Jakob Lorber - Het Grote Johannes Evangelie (deel 5)

«« 117 / 276 »»
[1] IK zeg: 'Zeker, -want wie in Mijn liefde is, is in alles wat van Mij uitgaat! Maar helemaal alleen vanuit Mijn liefde zul je Mij wel moeilijk als datgene herkennen, wat Ik ben! Want kijk, zeer veel houden kun je ook van je vrouwen omgekeerd jouw vrouw ook van jou; maar daarom zul jij voor je vrouw geen God zijn, noch je vrouw voor jou!
[2] Als je Mij alleen maar liefhebt als een zuiver, zij het ook zeer goed en verstandig mens en Ik jou eveneens, dan kunnen we aeonen jaren met elkaar omgaan, maar dan zul jij Mij evenmin als een God herkennen en begroeten als Ik jou, omdat je zeker geen God, maar slechts een schepsel van Hem bent.

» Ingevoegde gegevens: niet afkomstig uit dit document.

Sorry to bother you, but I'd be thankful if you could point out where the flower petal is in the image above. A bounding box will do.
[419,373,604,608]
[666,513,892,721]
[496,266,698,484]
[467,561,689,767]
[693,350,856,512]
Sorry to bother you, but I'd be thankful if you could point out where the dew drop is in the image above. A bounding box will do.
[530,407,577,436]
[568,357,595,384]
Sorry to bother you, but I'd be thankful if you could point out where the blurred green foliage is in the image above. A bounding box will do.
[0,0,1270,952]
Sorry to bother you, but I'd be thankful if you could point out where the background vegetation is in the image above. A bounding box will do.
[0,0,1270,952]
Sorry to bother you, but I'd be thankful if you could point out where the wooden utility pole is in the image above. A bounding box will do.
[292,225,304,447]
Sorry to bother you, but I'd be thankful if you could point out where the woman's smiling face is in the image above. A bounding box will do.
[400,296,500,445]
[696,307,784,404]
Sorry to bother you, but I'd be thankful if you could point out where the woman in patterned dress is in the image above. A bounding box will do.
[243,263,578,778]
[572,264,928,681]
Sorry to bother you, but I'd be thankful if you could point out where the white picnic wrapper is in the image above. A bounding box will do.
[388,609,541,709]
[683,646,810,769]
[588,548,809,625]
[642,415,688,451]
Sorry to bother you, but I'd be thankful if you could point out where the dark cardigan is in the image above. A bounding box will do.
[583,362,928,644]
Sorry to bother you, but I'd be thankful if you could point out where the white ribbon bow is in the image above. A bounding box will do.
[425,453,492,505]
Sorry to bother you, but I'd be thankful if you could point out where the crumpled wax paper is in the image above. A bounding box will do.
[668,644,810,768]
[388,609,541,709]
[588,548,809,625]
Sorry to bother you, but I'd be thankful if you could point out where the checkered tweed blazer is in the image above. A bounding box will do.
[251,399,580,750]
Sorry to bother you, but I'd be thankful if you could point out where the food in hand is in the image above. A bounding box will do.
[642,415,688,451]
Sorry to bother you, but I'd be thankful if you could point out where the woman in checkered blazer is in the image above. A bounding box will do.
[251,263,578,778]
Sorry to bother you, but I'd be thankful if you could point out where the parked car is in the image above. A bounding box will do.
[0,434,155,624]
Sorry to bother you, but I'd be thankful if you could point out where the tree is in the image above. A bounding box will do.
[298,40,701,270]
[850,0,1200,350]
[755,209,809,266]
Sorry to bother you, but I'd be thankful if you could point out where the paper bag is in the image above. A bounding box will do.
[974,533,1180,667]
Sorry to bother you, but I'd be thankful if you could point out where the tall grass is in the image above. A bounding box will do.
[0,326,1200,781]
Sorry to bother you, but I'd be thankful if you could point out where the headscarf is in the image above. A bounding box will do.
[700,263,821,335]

[3] Wil je Mij echter als dat herkennen, wat Ik ben zoals Ik hier voor je sta, dan moet Ik Mij aan jou als zodanig kenbaar maken door woorden, spreken en daden. En als je Mij daardoor waarachtig hebt leren kennen, en door Mijn macht en Mijn wijsheid hebt leren inzien dat Ik kennelijk meer ben dan een puur goed en verstandig mens, dan pas zal je hart deemoedig voor Mij in het stof zinken en in deze terechte deemoed pas echt volop in liefde tot Mij ontbranden; en daarin zul je dan pas trouwen waar de levende reden vinden om Mij, je God en Schepper, boven alles lief te hebben. En wat voor jou geldt, geldt ook voor ieder ander mens.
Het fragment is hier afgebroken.